Old Rule: Withdraw 4% of your nest egg in retirement
New Rule: Create a personalized plan
The Old Rule worked better when it was less common for people to live into their 90s. But now people are living longer, and they need more money to get them through. If you rely on the standard 4% rule, you could run out of money early.
Current retirees should create a Withdrawal Policy Statement (WPS) that will dictate their withdrawal rate and what to do if the market tanks.
Since circumstances can easily change, this WPS should be re-examined every five to seven years. A WPS may also help keep you calm when there’s a market bust, and reduce anxiety about the state of your investments if that happens.
Old Rule: Keep your money in bonds as retirement nears
New Rule: Have a strong mix of stocks in your portfolio
Many people associate stocks with high risks, which are inappropriate for a retiree’s portfolio.
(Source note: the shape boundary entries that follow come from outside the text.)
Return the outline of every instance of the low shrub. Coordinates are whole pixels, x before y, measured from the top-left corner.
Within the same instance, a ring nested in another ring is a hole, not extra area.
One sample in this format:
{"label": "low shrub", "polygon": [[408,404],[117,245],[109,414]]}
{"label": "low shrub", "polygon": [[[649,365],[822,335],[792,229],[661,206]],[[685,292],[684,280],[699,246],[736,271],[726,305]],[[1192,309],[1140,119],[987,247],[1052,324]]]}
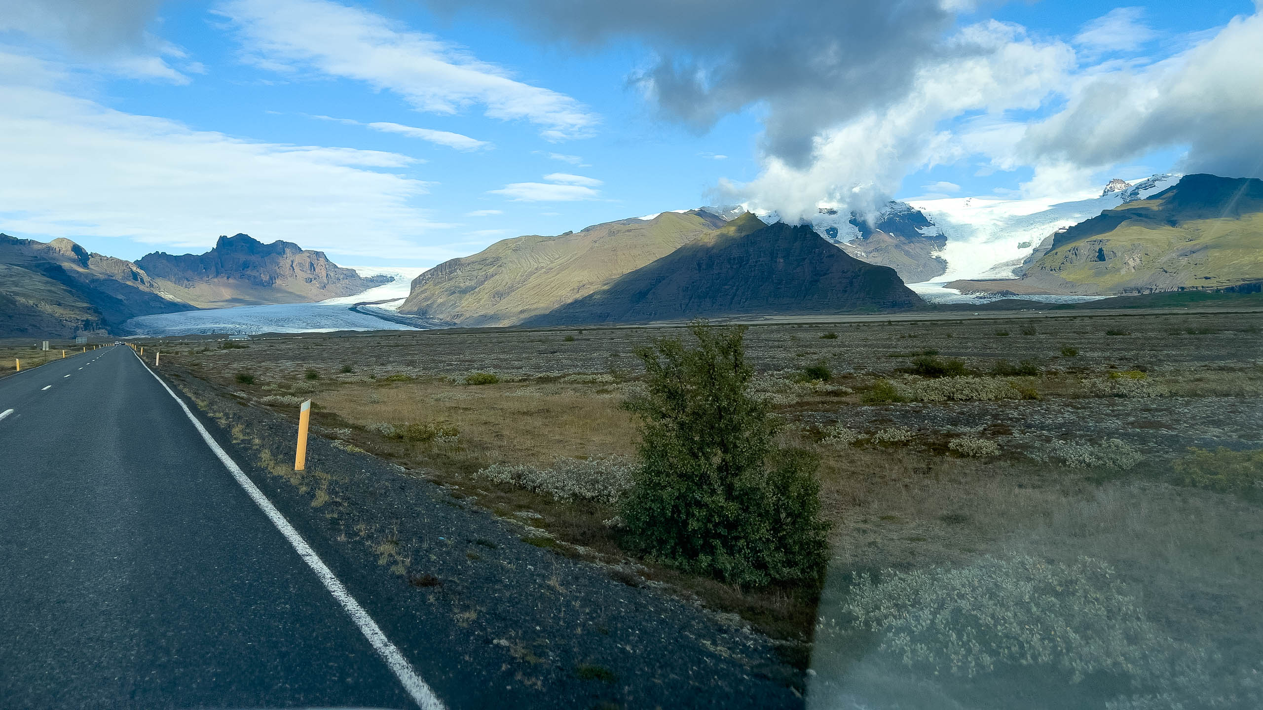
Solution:
{"label": "low shrub", "polygon": [[887,427],[873,435],[873,443],[906,443],[912,441],[912,430],[908,427]]}
{"label": "low shrub", "polygon": [[1014,365],[1002,358],[991,366],[991,374],[1000,376],[1037,376],[1039,374],[1039,365],[1031,359],[1022,360]]}
{"label": "low shrub", "polygon": [[822,435],[820,437],[820,442],[826,446],[850,446],[860,438],[859,432],[849,430],[841,424],[826,427],[821,430],[820,433]]}
{"label": "low shrub", "polygon": [[259,402],[272,407],[298,407],[306,402],[306,399],[302,397],[294,397],[293,394],[269,394]]}
{"label": "low shrub", "polygon": [[374,422],[371,424],[366,424],[364,428],[386,438],[403,438],[403,433],[399,431],[399,427],[385,422]]}
{"label": "low shrub", "polygon": [[995,402],[1022,399],[1022,392],[1008,380],[993,378],[907,379],[895,385],[907,400],[916,402]]}
{"label": "low shrub", "polygon": [[879,634],[880,653],[927,677],[1022,670],[1052,675],[1048,687],[1100,675],[1143,687],[1175,666],[1172,642],[1099,560],[1012,555],[882,577],[859,575],[845,611]]}
{"label": "low shrub", "polygon": [[657,339],[637,351],[645,393],[642,464],[619,500],[628,541],[661,562],[729,584],[815,581],[829,561],[818,460],[775,445],[781,427],[749,392],[745,327],[690,327],[691,345]]}
{"label": "low shrub", "polygon": [[632,488],[635,461],[623,456],[604,459],[558,457],[552,467],[493,464],[475,478],[515,485],[553,500],[591,500],[613,505]]}
{"label": "low shrub", "polygon": [[1170,390],[1154,384],[1139,370],[1115,371],[1100,379],[1084,380],[1084,388],[1095,397],[1147,398],[1170,394]]}
{"label": "low shrub", "polygon": [[495,373],[470,373],[465,375],[465,384],[495,384],[500,382]]}
{"label": "low shrub", "polygon": [[451,422],[418,422],[399,427],[399,437],[418,443],[455,443],[461,430]]}
{"label": "low shrub", "polygon": [[1188,456],[1175,462],[1175,472],[1181,485],[1263,496],[1263,450],[1188,448]]}
{"label": "low shrub", "polygon": [[614,384],[615,382],[618,382],[618,379],[619,378],[616,378],[613,374],[599,373],[599,374],[566,375],[561,378],[561,380],[558,382],[576,383],[576,384]]}
{"label": "low shrub", "polygon": [[802,379],[806,382],[829,382],[834,379],[834,370],[829,363],[820,360],[815,365],[802,368]]}
{"label": "low shrub", "polygon": [[460,430],[451,422],[419,422],[404,424],[386,424],[376,422],[364,427],[373,433],[386,438],[410,441],[414,443],[440,443],[452,445],[460,438]]}
{"label": "low shrub", "polygon": [[864,394],[860,394],[860,402],[865,404],[884,404],[888,402],[907,402],[908,398],[904,397],[899,388],[894,387],[888,379],[879,379],[873,383]]}
{"label": "low shrub", "polygon": [[1109,379],[1111,380],[1143,380],[1147,376],[1149,375],[1144,370],[1114,370],[1109,374]]}
{"label": "low shrub", "polygon": [[1050,446],[1046,457],[1071,469],[1127,470],[1144,460],[1138,448],[1118,438],[1106,438],[1098,445],[1058,441]]}
{"label": "low shrub", "polygon": [[923,378],[957,378],[966,374],[964,360],[955,358],[940,360],[933,355],[918,355],[913,358],[909,371]]}
{"label": "low shrub", "polygon": [[989,438],[960,436],[947,442],[947,448],[961,456],[999,456],[1000,446]]}

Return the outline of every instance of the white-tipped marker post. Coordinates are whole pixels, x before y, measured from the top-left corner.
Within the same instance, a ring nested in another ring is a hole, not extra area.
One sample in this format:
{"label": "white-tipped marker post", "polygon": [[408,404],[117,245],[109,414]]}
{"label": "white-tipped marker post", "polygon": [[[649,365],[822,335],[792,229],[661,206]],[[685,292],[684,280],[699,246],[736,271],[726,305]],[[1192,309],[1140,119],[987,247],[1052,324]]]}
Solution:
{"label": "white-tipped marker post", "polygon": [[307,467],[307,424],[312,419],[312,400],[303,402],[303,408],[298,411],[298,450],[294,452],[294,470],[302,471]]}

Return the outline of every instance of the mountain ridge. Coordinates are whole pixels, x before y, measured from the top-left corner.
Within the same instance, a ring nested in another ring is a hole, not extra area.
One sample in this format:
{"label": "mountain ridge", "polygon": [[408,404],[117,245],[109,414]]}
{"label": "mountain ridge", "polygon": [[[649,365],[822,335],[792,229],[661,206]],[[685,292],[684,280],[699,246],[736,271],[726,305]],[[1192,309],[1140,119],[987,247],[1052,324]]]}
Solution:
{"label": "mountain ridge", "polygon": [[352,296],[388,283],[338,267],[323,251],[248,234],[220,236],[203,254],[154,251],[136,265],[181,301],[200,308],[303,303]]}
{"label": "mountain ridge", "polygon": [[134,263],[52,241],[0,234],[0,334],[69,337],[135,316],[188,311]]}
{"label": "mountain ridge", "polygon": [[[758,224],[755,224],[758,222]],[[811,226],[743,215],[524,326],[816,313],[921,304],[894,269],[860,262]]]}
{"label": "mountain ridge", "polygon": [[724,226],[701,210],[659,212],[556,236],[503,239],[413,280],[399,312],[462,326],[515,325],[581,298]]}
{"label": "mountain ridge", "polygon": [[1052,235],[1019,279],[961,280],[978,293],[1116,296],[1219,289],[1263,279],[1263,181],[1188,174]]}

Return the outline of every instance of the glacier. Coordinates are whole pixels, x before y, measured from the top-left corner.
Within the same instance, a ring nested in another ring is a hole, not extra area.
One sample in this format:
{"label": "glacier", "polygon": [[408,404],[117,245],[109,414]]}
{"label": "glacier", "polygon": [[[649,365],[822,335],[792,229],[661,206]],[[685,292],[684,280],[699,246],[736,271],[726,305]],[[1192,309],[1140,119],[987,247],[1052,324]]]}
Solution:
{"label": "glacier", "polygon": [[316,303],[277,303],[237,306],[179,313],[140,316],[123,323],[129,335],[259,335],[264,332],[331,332],[338,330],[418,330],[384,318],[352,311],[356,303],[378,302],[378,308],[398,310],[408,297],[412,279],[424,272],[414,267],[347,267],[362,277],[389,275],[392,280],[355,296]]}

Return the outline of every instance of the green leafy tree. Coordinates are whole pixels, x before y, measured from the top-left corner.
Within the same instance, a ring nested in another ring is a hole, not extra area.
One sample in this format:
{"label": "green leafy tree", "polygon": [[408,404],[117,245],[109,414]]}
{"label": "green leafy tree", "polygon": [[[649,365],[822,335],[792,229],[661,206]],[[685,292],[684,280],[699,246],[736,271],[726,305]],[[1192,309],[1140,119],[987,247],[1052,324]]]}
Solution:
{"label": "green leafy tree", "polygon": [[696,345],[659,339],[637,355],[647,392],[642,466],[621,515],[647,555],[743,585],[818,579],[827,561],[818,461],[781,448],[768,406],[750,397],[744,327],[690,326]]}

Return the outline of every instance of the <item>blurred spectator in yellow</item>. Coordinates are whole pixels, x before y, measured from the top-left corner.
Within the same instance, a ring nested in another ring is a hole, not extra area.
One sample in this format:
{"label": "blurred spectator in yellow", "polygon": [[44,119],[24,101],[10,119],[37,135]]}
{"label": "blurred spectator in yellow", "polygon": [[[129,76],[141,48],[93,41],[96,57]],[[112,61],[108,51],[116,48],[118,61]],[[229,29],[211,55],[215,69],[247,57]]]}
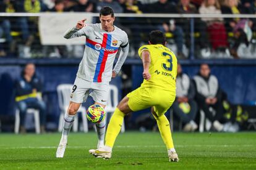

However, stocks just may be your only hope against inflation.
In today’s investment environment, retirement coaches suggest keeping a 75/25 mix of stocks and bonds in your portfolio.
With that said, it’s still important to be diversified within your stocks, so don’t assume that converting your portfolio to a few big tech companies will provide you with the insulation you need. Adding stocks to your portfolio may seem scary, especially if you’ve been primarily focusing on income securities, so, please, ask a professional’s advice.
Talk to a certified financial planner about how you can incorporate stocks, and which picks are right for you portfolio. They can help you incorporate some New Rules into your financial planning so that you don’t get caught short later on.